In real life, miracles happen all the time. Most go unrecognized.
One end of Everett’s 34th Street is an industrial area near the river. It crosses railroad tracks, cuts across busy streets and apartments, dead ends at a greenbelt and starts again. It winds up on a quiet hill with nice homes and the city’s most spectacular views.
The 11/2-mile stretch is peppered with people who believe in Miracles on 34th Street.
“A gift from God”
Kris Wright runs Washington Trucking Inc., a large construction materials hauler, at 2810 34th Street.
This year, he helped his wife and two children decorate their Christmas tree.
That’s a precious gift, considering he was desperately ill last year. Wright twice was kept alive on life-support.
After rounds of radiation and chemotherapy treatment for throat cancer, his body was weak. It became hard for him to eat.
The tall man, trim to begin with, lost 70 pounds, developed pneumonia and collapsed in his front yard one day. He spent the next three months in the hospital, where friends stayed constantly by his side.
He developed an infection and had half of his right lung removed on Halloween 2006.
By Thanksgiving of that year, his condition was worse.
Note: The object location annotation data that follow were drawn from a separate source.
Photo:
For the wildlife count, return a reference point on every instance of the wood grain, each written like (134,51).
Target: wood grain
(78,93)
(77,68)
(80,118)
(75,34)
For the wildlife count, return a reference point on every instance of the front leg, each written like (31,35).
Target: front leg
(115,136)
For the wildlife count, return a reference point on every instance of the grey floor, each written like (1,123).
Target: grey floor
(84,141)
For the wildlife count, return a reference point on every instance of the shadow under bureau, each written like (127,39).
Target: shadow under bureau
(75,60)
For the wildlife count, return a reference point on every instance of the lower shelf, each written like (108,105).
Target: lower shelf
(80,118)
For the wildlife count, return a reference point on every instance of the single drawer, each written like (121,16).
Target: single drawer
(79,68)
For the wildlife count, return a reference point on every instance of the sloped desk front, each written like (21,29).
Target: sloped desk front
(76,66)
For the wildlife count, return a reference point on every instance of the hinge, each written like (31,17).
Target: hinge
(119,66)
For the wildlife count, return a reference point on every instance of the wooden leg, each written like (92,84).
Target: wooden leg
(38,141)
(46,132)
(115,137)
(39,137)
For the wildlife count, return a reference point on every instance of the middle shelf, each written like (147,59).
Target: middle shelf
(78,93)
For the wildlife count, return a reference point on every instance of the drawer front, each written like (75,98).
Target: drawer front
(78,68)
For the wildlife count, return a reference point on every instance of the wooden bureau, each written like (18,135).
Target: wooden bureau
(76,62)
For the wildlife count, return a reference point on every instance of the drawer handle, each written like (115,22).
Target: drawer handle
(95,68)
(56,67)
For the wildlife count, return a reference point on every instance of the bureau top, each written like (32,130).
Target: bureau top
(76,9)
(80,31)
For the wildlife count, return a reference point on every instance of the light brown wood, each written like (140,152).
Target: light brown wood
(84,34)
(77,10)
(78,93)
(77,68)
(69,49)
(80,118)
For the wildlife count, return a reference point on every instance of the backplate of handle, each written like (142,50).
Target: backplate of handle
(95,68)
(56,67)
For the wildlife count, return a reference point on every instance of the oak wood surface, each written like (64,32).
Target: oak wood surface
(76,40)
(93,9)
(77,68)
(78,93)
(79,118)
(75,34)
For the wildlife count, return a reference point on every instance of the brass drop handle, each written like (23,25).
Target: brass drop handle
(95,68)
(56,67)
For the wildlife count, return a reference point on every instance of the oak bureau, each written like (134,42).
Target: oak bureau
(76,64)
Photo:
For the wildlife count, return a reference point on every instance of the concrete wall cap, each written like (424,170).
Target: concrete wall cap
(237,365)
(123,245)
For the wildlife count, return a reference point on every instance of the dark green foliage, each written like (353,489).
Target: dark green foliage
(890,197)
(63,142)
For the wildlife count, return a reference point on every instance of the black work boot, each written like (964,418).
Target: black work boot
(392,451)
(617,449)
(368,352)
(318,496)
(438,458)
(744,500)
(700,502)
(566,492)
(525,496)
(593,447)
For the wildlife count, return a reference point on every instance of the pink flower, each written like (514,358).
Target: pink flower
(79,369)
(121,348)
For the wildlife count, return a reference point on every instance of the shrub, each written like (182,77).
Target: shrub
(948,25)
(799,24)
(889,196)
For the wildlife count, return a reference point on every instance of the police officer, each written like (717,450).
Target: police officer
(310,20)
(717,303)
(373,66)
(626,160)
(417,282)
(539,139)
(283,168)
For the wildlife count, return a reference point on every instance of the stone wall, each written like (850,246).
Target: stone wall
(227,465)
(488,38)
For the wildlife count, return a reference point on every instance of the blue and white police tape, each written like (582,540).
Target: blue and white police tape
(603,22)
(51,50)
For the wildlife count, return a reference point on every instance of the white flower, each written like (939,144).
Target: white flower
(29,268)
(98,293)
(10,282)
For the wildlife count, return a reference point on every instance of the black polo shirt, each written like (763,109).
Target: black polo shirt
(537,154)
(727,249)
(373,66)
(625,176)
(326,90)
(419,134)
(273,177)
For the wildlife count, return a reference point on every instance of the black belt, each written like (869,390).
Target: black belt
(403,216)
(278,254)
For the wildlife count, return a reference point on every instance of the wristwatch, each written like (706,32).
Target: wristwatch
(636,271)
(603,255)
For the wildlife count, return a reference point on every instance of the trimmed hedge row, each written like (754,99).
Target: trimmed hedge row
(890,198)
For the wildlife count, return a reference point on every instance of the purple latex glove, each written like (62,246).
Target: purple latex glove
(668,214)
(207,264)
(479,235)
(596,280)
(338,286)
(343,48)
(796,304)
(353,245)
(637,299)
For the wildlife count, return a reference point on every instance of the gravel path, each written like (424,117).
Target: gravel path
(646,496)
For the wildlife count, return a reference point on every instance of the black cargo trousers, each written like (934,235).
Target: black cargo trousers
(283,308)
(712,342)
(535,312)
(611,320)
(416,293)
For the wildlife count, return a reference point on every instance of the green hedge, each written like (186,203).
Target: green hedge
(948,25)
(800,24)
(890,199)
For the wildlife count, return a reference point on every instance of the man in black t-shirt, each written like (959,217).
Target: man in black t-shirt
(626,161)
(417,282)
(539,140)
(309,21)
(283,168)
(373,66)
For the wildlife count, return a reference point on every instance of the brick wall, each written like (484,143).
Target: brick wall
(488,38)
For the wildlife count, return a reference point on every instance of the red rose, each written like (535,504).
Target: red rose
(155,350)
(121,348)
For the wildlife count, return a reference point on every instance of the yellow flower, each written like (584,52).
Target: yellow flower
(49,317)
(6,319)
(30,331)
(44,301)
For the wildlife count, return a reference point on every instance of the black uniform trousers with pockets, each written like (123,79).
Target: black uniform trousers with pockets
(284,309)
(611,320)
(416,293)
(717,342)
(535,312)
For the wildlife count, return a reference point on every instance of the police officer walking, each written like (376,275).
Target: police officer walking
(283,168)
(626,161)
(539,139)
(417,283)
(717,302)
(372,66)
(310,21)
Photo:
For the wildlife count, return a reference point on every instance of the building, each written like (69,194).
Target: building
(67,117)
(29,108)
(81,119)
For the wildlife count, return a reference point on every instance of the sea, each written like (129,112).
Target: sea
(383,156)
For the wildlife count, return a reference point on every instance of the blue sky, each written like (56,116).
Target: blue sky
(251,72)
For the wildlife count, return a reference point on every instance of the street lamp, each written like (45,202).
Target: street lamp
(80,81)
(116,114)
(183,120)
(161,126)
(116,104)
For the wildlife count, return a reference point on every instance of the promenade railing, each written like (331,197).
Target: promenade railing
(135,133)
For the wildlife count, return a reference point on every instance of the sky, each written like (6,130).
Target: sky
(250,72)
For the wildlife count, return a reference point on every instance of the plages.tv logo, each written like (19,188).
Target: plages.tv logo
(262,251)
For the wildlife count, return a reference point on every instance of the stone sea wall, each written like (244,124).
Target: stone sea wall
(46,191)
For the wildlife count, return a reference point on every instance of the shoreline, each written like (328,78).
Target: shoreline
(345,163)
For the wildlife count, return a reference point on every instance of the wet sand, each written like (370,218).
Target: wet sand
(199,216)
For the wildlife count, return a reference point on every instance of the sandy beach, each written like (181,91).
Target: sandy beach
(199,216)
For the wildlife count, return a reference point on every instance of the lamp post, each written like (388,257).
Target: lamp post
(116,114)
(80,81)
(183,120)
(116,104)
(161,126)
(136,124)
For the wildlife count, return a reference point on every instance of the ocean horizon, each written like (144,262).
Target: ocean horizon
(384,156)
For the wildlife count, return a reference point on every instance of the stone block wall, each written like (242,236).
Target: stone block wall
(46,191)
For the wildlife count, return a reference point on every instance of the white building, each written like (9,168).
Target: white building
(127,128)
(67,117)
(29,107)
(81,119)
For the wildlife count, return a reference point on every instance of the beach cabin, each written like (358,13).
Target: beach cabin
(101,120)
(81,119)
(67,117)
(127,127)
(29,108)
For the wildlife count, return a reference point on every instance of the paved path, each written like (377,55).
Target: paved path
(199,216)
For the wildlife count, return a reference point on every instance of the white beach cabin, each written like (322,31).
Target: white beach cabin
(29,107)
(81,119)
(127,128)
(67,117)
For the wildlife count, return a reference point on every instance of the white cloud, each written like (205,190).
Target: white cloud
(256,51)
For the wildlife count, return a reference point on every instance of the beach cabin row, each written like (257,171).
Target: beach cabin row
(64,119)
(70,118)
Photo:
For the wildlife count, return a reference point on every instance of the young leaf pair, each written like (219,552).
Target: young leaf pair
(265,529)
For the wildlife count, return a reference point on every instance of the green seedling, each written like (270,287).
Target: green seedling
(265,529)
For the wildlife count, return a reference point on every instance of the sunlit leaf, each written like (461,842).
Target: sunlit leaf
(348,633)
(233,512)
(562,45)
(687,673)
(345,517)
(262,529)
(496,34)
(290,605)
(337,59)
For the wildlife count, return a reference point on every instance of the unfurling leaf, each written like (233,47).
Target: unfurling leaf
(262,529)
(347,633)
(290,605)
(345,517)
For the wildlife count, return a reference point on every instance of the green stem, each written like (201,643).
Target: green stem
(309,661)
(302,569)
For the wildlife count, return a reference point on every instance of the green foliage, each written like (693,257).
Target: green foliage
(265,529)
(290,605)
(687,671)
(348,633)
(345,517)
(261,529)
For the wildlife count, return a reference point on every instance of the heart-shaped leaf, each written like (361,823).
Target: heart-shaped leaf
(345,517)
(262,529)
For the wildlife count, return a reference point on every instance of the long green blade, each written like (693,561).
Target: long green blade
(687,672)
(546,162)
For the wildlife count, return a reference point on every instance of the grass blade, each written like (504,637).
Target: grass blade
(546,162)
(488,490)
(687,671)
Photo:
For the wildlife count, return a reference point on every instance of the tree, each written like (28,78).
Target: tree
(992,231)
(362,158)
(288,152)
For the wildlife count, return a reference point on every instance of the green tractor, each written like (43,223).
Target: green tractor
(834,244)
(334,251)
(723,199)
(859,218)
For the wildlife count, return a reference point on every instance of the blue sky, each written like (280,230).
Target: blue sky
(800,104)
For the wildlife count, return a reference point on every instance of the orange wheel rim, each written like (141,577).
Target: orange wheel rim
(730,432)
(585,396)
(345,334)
Doctors said he could die. He was put back on a respirator.
“I was at the mercy of whatever was going on around me,” Wright said.
His wife, Robin, and their pastor were summoned to his bedside.
“You anticipate going into a setting, thinking we’ll spend some time with him before he passes away,” said the Rev. John Fehlen of Stanwood Foursquare Church.
Fehlen took Wright’s hand and prayed.
“We know you can hear us,” Fehlen said. “You don’t need to strain yourself to talk. You know where eternity lies.”
Wright gripped back.
“I could see the fight in his eye,” Robin said. “I knew something was there.”
Wright’s health improved gradually, and by Christmas, he was home again.
Still, routine tasks such as taking a shower or climbing the stairs at the Wrights’ Camano Island home remained an exhausting physical challenge.
The 6-foot, 3-inch man’s frame had withered to 145 pounds. “The first time I saw myself I said the mirror was lying,” Wright said.
Robin made it a habit to cover the bathroom mirror so her husband didn’t have to confront his skeletal image. She also helped nurse him back to health injecting him with antibiotics twice a day.
By the end of January, though, Wright was strong enough to ditch his cane. A month later, his appetite picked up again.
“I really feel it was a gift from God,” Robin Wright said. “It was nothing short of a miracle.”
The Wrights now make an effort to sit together for meals and have weekly movie nights. The experience has brought them closer, she said.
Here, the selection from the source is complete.